Holy guacamole! It’s October! People are buy pumpkins and soon they’ll be carving them. Can turkey with all the fixin’s and the fat guy in the red suit be far away?
This year, Charlie and me are hoping to go the Topsfield Fair, down in Massachusetts, and check out their Giant Pumpkin Contest. We’ve never been, and I think it’s high time we do. I’ll keep you posted.
Our neighbor Gretchen made us aware of this contest a few years ago, when she followed her passion and grew a giant pumpkin. That baby was something to behold. Godzilla, they called it, and it topped out at just under four hundred pounds. Gretchen says that’s small stuff compared to the ginormous ones they get at the Fair. She’s continued growing giant pumpkins every year since. But as she’ll tell you, if given half a chance, that none of ‘em compare to Godzilla. Like everything else, I guess, there was just something special about that first one.
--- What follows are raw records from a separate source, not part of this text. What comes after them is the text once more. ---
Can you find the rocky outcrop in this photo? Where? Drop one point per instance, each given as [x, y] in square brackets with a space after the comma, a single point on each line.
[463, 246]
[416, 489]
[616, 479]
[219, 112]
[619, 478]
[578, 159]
Fall’s a good time for apple picking, of course, whether that means pick your own or pick ‘em off the shelf at the local farm stand. We go up to Bouchard’s farm, where on the weekends they serve homemade apple cider donuts at their little farm store. They make some tasty apple muffin’s, too; perfect with their own apple butter. There’s a corn maze for the adventurous, and hay rides for the kids.
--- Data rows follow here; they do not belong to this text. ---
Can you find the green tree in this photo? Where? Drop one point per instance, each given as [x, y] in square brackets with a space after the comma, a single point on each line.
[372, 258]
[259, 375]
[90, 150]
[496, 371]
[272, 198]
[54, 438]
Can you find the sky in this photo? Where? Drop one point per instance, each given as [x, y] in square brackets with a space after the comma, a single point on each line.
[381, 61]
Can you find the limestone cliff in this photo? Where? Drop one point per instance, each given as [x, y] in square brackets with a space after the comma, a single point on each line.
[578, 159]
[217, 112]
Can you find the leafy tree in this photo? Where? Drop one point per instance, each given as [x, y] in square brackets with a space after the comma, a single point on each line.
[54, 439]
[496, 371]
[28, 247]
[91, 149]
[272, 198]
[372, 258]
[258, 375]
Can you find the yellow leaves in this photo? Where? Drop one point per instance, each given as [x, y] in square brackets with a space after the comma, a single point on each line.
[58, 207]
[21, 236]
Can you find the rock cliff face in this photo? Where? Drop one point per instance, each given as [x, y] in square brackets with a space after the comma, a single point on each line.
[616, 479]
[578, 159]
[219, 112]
I can’t believe the variety of apples grown in Maine, now. Remember when “apple” meant McIntosh? Red Delicious? Maybe a Golden Delicious, if you were lucky enough to come across one? Now, it’s hard to choose. Pink Ladies are my favorite off season apple, you know, the ones I get down to the A&P. But if the apple’s fresh, it’s fun to experiment: Ginger Gold, Macoun, Cox Orange Pippin, Northern Spy.
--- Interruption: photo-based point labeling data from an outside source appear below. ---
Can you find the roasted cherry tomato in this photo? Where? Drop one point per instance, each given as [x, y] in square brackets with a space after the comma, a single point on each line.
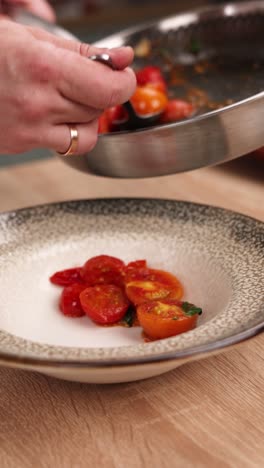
[150, 285]
[137, 264]
[158, 86]
[162, 319]
[177, 109]
[103, 270]
[147, 100]
[149, 74]
[104, 304]
[67, 277]
[70, 300]
[103, 124]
I’ve been tidying up my garden, dead heading and stuff, but am always reluctant to cut back my perennials and wait as long as I can. Right now there are still flowers blooming, which is a treat. I know the day will come, sometime in October, after we’ve had a frost or two and everything looks brown and scraggly, I’ll get out the clippers and go to town. I don’t think of it as preparing for winter. I say to myself, I’m getting ready for spring.
I remember the year my mom passed away (twenty-one years ago this October 18, can’t believe it), I never did get to putting my garden to bed. I was just too wiped out. Come that spring, I watched my crocuses try to maneuver around those stalks of dried plants that should have been cut back that fall, seeking the sun light, and I thought, I know how you feel, little ones. I know how you feel.
That’s enough of that, Ida! Slather some apple butter on one of those apple muffins, pour yourself another cup of coffee, step outside on the deck and take a good whiff of the crisp, autumn air. Be here now, live life to the fullest and don’t forget your lip gloss!
That’s it for now. Catch you on the flip side!